Listeria monocytogenes, commonly known as listeria, is a bacteria that occurs in a wide range of prepared foods. Listeria is the cause of an infection called listeriosis, which is usually contracted by eating foods that have been contaminated with the bacteria. Perhaps one of the most common food sources of listeriosis is unpasteurized dairy products, such as soft cheese with a rind (brie, Camembert), soft blue cheese and raw milk. Unpasteurized milk products, or milk that was not processed properly and is considered “dirty” may contain the listeria bacteria and consequently, pregnant women are advised against using them. Also on the list of susceptible foods are smoked salmon, unpasteurized juices, pate, and butter. “Deli” meats and other cooked sliced meats can also be contaminated.

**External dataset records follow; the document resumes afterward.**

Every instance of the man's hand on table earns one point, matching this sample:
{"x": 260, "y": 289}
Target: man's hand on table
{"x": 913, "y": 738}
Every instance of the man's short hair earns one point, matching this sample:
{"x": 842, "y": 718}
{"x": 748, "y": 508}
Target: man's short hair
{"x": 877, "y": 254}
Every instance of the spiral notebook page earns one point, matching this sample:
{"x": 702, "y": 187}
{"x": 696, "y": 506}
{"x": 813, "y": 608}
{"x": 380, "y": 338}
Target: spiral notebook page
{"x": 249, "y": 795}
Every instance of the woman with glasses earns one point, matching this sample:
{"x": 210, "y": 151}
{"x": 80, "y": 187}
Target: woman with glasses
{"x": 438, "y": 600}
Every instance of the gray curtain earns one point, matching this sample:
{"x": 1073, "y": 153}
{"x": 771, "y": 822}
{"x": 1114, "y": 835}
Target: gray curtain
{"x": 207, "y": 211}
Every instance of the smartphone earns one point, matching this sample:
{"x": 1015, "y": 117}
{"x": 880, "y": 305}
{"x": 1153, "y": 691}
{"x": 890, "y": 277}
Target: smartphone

Some sources of listeria bacteria are environmental. Soil, wood, decaying vegetation and water can all carry it. It is also thought that the bacteria may be present in the digestive systems of many animals, such as cattle and sheep. Stools passed by these animals can be contaminated. Meat and milk taken from a contaminated animal can carry listeria.
A Serious Threat To Pregnant Women And Their Babies
Listeria is a serious threat to pregnant women. It has been responsible for 2,500 illnesses and up to 500 deaths per year, 30 percent of which were pregnant women and their unborn babies. Listeriosis can also cause miscarriage or premature birth. Hormonal changes that happen during pregnancy weaken the body’s natural defense against the listeria bacteria, leaving a pregnant woman more vulnerable to infection. Pregnant women have a 20 percent higher risk of contracting the infection than women who are not pregnant. While a woman may not be too adversely affected by listeriosis, the danger to her unborn baby is serious. Miscarriage, stillbirth, or death shortly after birth are all possible outcomes of listeriosis in pregnancy.
Invasive And Non-Invasive Listeriosis
There are two types of listeriosis, non-invasive and invasive. In non-invasive listeriosis, the infection remains in the digestive system and the symptoms present as a mild flu with accompanying pain and fever as well as diarrhea. Fortunately, the symptoms are usually short-lived and will pass in a few days without treatment.
Invasive listeriosis spreads into the blood (sepsis) and/or the central nervous system en route to the brain. Either of the secondary infections can be fatal. Since a woman’s immune system is somewhat weakened during pregnancy, she and her baby are at risk for invasive listeriosis and new babies, less than a month olds are also at high risk for invasive listeriosis. Aggressive treatment with antibiotics in the hospital is the most effective treatment for invasive listeriosis. However, a listeriosis infection during pregnancy does carry significant risk for complications. Pregnancy-related cases of listeriosis end in the death of the baby in 22 percent of the cases.
An Ounce Of Prevention
Prevention is the best cure for listeria. Practicing good food hygiene is critical to protect against infection. Before preparing any food, before eating and after using the toilet, wash your hands. Wash or peel all raw vegetables. Wash kitchen surfaces and utensils often, especially after preparing raw meat, poultry, fish, and eggs. Keep raw foods and prepared foods separate and do not store raw meat on top of prepared foods in the refrigerator. The moisture from the meat may contaminate the prepared food by dripping into it. Always cook food thoroughly. Ready to eat foods should be kept refrigerated in a fridge that is kept between 0C and 5C. Do not use foods after their “best by” dates and be sure to follow the storage instructions on the food labels.